RuntimeError: CUDA error: CUBLAS_STATUS_EXECUTION_FAILED when calling `cublasGemmEx( handle, opa, opb, m, n, k, &falpha, a, CUDA_R_16F, lda, b, CUDA_R_16F, ldb, &fbeta, c, CUDA_R_16F, ldc, CUDA_R_32F, CUB
LAS_GEMM_DFALT_TENSOR_OP)` 

Want to do to train on --fp16 . Please suggest. Thanks.

sacmehta commented 4 years ago

There is a bug in cuDNN/CUDA version that it can't handle large batch size for matrix multiplication.

Which CUDA version are you using?

sugeeth14 commented 4 years ago

I am using CUDA version 10.1 . But my other trainings with transformer_big are running withfp16 from fairseq in the same version do you think it is related to it ? I am using --d-m 512 by the way. Should I reduce max_tokens if so what is the ideal value ?

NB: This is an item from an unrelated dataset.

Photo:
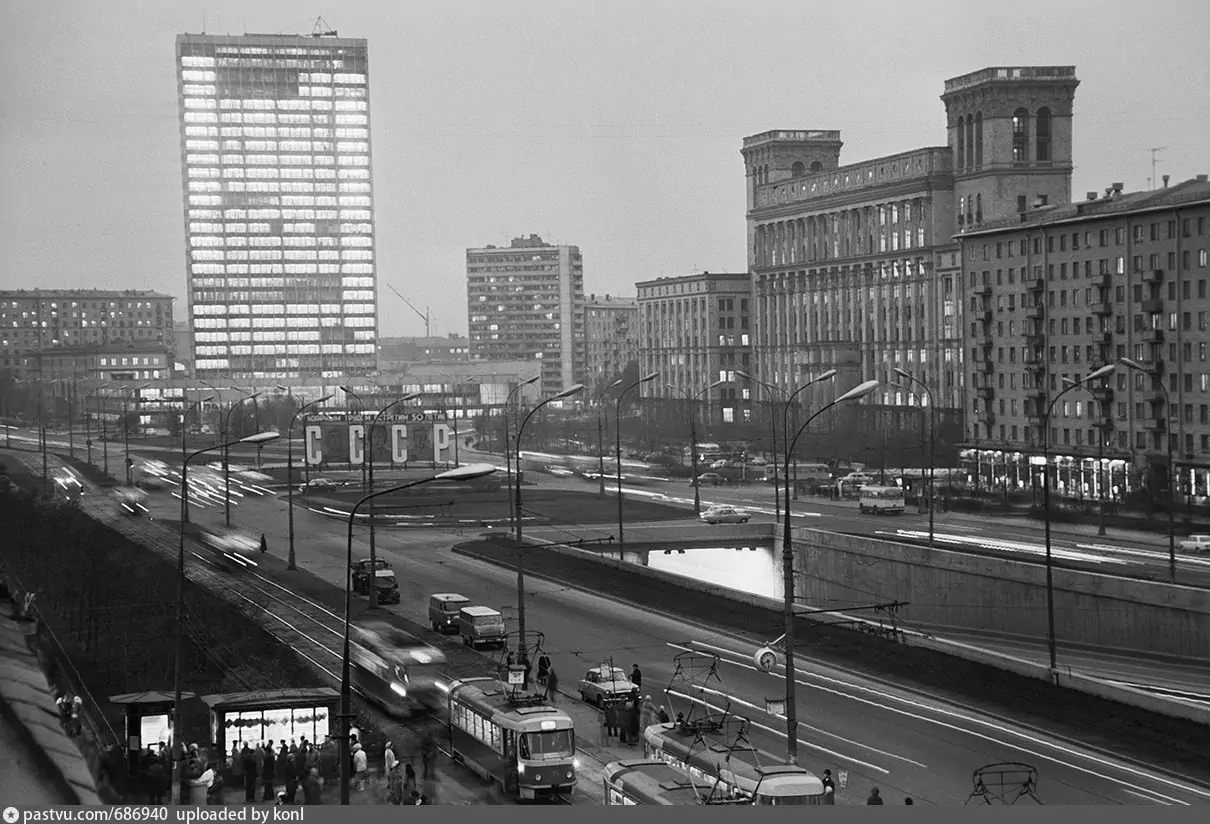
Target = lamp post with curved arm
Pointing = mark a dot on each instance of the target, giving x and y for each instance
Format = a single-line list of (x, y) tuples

sacmehta commented 4 years ago

You need to use CUDA 10.2+. Since Transformer_big uses NVIDIA's dedicated kernel, it does not encounter matrix multiplication issue when using large matrices.

There was a bug in CUDA 10.1. See here: https://github.com/pytorch/pytorch/issues/24018#issuecomment-528004576

sugeeth14 commented 4 years ago

Thanks will check out closing for now.